MuTectの設計: MuTectは、マッチト腫瘍・正常DNAの次世代シークエンシングデータ(リードのアライメントと標準的な前処理後)を入力として、各ゲノム座を独立して解析する。主要な4つのステップが実装された。(1) 低品質リードの除去: シークエンシングエラーやアライメントエラーに起因する偽陽性を減らすため、低品質のシークエンスデータを除去した。(2) ベイズ分類器による腫瘍サンプルでのバリアント検出: 参照モデルM0(変異なし)とバリアントモデルMfm(アレル頻度fの変異あり)の対数尤度比(LODスコア)を計算し、LODスコアが所定の決定閾値θT=6.3を超える場合に候補変異として宣言した。このモデルはアレル頻度fを明示的にモデル化しており、これがSomaticSniperやJointSNVMix(固定50%アレル頻度仮定)との感度差の核心である。(3) シークエンシングアーチファクトを排除する6つのフィルター: 不正確なリード配置や非独立的なシークエンシングエラーに起因する偽陽性を排除するため、「Proximal gap」「Poor mapping」「Triallelic site」「Strand bias」「Clustered position」「Observed in Control」の6種類のフィルターを適用した(Table 1)。(4) マッチト正常サンプルとの比較による体細胞/生殖細胞系の判定: 腫瘍サンプルで検出された各変異を、マッチト正常サンプルでのデータに基づいて体細胞変異、生殖細胞系変異、または分類不能として指定した。さらに、Panel of Normal Samples (PON) フィルターを追加し、125例の正常サンプルデータで2例以上に認められる部位を除外することで、稀なエラーモードによる偽陽性を排除した。

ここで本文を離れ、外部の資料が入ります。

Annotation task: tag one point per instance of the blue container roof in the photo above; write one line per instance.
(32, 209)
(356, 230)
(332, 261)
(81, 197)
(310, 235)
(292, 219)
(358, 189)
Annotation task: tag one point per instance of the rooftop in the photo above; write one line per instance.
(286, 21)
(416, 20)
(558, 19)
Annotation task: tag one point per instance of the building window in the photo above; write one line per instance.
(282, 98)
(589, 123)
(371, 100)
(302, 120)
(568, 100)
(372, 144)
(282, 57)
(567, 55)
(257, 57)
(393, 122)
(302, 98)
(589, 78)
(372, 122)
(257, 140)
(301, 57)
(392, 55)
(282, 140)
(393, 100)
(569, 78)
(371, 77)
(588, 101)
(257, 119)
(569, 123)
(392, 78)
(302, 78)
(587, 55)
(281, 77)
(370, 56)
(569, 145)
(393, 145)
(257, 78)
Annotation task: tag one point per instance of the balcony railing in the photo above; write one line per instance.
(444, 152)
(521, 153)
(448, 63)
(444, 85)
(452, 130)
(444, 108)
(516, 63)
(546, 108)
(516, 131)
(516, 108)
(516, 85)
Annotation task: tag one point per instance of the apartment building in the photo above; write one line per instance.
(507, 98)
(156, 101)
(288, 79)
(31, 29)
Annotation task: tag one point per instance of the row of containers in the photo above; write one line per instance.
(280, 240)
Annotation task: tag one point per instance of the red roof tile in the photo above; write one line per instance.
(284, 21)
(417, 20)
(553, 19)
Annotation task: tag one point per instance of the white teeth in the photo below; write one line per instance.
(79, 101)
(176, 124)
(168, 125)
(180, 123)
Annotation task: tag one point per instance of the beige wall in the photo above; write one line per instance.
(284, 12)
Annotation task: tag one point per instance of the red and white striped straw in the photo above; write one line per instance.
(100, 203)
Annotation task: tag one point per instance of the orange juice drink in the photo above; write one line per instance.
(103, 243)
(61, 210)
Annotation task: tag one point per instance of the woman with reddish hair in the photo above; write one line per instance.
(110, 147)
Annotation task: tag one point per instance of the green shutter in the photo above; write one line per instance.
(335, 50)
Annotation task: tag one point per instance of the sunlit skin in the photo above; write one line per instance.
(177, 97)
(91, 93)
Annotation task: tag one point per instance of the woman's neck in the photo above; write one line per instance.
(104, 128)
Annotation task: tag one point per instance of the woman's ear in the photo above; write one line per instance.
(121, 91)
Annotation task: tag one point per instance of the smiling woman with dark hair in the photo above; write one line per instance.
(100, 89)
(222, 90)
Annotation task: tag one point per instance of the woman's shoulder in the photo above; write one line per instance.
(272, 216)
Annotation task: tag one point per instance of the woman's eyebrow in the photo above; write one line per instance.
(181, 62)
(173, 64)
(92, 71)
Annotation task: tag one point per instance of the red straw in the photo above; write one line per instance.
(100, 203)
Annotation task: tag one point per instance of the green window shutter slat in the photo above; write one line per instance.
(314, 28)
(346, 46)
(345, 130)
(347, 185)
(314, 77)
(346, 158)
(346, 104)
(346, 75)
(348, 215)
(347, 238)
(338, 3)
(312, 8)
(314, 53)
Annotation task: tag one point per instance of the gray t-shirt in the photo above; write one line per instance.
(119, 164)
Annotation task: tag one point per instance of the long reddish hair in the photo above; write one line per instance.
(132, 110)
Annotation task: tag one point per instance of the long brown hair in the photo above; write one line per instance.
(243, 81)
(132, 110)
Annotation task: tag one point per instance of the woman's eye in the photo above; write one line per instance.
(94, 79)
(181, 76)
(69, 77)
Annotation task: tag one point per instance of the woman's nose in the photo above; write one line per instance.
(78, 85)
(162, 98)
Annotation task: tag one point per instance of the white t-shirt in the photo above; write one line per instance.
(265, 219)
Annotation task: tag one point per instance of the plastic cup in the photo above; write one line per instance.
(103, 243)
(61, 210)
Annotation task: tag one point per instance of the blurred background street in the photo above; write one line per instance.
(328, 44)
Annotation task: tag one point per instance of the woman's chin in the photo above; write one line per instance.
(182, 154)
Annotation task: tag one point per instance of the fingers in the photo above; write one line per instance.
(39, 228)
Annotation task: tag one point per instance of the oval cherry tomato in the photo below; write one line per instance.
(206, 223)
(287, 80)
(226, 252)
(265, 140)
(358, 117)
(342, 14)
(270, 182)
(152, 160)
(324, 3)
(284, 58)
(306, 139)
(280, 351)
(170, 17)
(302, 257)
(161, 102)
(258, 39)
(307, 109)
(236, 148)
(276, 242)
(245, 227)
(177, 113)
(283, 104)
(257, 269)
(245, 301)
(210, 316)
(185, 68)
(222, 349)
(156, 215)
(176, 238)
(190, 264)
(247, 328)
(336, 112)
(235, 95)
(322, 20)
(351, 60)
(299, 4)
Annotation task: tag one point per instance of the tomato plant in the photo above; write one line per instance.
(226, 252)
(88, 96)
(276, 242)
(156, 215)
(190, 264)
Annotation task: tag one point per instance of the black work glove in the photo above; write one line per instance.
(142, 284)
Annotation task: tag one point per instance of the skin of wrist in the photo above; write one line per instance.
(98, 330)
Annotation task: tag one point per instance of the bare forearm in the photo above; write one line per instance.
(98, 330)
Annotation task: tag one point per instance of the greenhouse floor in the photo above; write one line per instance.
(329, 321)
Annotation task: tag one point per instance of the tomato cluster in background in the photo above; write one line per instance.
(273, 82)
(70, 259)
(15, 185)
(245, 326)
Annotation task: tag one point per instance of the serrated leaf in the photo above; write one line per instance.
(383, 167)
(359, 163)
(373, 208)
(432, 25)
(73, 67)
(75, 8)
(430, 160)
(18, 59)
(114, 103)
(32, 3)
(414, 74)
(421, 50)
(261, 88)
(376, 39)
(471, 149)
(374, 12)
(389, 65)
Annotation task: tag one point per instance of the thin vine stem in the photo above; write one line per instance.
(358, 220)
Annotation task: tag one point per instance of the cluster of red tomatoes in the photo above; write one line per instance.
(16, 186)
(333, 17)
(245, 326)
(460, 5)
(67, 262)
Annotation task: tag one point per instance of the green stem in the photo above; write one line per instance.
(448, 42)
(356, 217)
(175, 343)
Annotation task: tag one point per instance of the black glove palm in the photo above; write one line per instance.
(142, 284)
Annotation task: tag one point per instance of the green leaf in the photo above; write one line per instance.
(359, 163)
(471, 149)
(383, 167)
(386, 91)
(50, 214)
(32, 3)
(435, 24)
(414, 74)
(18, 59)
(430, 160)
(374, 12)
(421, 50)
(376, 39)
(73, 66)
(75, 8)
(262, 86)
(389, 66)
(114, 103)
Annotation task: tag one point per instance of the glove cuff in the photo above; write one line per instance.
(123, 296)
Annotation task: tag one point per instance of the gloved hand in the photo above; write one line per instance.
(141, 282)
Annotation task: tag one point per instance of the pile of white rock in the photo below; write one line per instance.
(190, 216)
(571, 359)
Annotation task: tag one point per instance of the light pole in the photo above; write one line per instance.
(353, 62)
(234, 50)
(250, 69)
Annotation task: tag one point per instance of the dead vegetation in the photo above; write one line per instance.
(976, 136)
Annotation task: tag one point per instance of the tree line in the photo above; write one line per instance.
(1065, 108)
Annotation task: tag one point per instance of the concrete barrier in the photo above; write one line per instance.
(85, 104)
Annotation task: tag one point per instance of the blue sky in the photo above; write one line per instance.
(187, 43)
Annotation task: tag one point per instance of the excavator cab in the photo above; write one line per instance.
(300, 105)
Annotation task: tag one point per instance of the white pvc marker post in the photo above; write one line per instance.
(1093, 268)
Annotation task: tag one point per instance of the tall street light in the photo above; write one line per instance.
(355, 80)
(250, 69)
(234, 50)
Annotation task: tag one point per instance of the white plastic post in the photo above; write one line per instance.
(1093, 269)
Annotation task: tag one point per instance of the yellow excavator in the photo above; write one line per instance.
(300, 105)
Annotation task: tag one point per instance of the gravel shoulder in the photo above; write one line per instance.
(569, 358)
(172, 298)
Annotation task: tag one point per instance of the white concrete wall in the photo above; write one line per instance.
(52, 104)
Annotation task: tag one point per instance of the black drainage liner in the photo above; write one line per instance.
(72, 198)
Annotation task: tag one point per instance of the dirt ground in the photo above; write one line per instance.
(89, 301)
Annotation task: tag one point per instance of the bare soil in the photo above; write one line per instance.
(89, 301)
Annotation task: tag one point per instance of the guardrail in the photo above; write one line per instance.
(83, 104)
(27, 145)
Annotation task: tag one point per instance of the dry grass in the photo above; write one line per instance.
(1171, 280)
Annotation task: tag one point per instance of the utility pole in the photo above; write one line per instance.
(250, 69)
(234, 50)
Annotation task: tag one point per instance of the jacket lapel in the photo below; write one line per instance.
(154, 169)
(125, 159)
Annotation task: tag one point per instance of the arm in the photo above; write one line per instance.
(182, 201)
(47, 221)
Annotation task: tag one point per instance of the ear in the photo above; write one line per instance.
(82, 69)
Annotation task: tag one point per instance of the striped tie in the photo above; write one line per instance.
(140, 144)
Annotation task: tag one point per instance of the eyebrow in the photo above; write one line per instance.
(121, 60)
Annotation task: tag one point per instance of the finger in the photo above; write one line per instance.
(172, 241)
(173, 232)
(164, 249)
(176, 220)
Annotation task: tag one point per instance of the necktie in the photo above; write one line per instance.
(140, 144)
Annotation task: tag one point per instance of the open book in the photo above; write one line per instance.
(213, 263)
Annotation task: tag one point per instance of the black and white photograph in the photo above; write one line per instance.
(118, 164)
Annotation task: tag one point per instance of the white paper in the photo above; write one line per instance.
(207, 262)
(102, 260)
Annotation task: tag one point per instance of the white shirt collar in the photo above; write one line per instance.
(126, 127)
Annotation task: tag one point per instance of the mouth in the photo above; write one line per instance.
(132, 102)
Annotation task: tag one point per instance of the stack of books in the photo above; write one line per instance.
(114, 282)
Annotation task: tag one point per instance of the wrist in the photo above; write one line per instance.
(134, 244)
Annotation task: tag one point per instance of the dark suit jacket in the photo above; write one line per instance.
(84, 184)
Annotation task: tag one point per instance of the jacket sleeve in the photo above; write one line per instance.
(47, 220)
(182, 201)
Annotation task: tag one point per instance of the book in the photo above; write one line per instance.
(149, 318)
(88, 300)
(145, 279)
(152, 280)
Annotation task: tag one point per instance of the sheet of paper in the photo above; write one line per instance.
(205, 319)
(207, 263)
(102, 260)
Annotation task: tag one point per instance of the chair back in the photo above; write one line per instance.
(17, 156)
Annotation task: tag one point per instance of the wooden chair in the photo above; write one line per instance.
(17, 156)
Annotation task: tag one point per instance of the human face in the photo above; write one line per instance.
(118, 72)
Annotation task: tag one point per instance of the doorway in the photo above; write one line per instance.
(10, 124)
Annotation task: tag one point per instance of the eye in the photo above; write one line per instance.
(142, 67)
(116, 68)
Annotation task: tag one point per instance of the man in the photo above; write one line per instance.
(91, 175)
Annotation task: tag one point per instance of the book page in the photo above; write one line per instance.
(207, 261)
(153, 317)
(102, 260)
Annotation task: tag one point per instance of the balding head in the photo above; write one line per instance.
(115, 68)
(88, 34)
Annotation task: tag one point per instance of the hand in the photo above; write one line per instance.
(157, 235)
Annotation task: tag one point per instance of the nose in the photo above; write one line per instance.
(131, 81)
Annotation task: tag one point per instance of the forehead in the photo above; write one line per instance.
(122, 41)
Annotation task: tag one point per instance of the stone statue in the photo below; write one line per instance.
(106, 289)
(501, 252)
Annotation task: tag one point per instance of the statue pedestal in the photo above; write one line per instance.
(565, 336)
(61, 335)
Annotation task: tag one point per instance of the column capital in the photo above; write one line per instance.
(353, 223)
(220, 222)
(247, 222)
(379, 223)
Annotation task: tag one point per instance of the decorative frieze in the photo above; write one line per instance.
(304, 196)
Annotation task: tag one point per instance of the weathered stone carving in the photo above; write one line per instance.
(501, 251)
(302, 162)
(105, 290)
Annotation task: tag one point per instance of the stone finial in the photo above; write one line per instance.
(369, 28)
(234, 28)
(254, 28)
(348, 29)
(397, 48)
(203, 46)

ベンチマーク設計: 変異検出ツールの性能を評価するため、2つの補完的なベンチマーク手法を開発した。(a) ダウンサンプリング法: Network et al. Nature 2012による大腸癌3,753例の既知体細胞変異(中央値アレル頻度0.28、範囲0.07〜0.94)のデータセットを使用し、リードをランダムに除外してシークエンシング深度を変化させることで、既知変異の検出感度を評価した。この手法は元の変異のアレル頻度を維持しつつ、深度変化での感度を測定できる。(b) Virtual tumor法: NA12878とNA12891の2個人の全ゲノムシークエンシング (WGS) データ(Illumina HiSeq、1 Gbゲノム領域)を用い、既知生殖細胞系変異位置にNA12891のリードをNA12878データに混入させることで、既知位置・既知アレル頻度の「仮想体細胞変異」を作成した。これにより、シミュレーションデータではなく実際のリードを使いながら、既知の真陽性変異に対する感度と特異性を系統的に評価することが可能となった。特異性測定のためには、同一正常サンプルから作成した仮想腫瘍・正常データセットを用い、検出された変異をすべて偽陽性とした。これらの手法を組み合わせることで、シークエンシング深度、塩基品質、アレル頻度に対する感度と特異性の依存性を詳細に解析した。統計解析には、ベイズ分類器を用いた尤度比検定を主要な手法として採用した。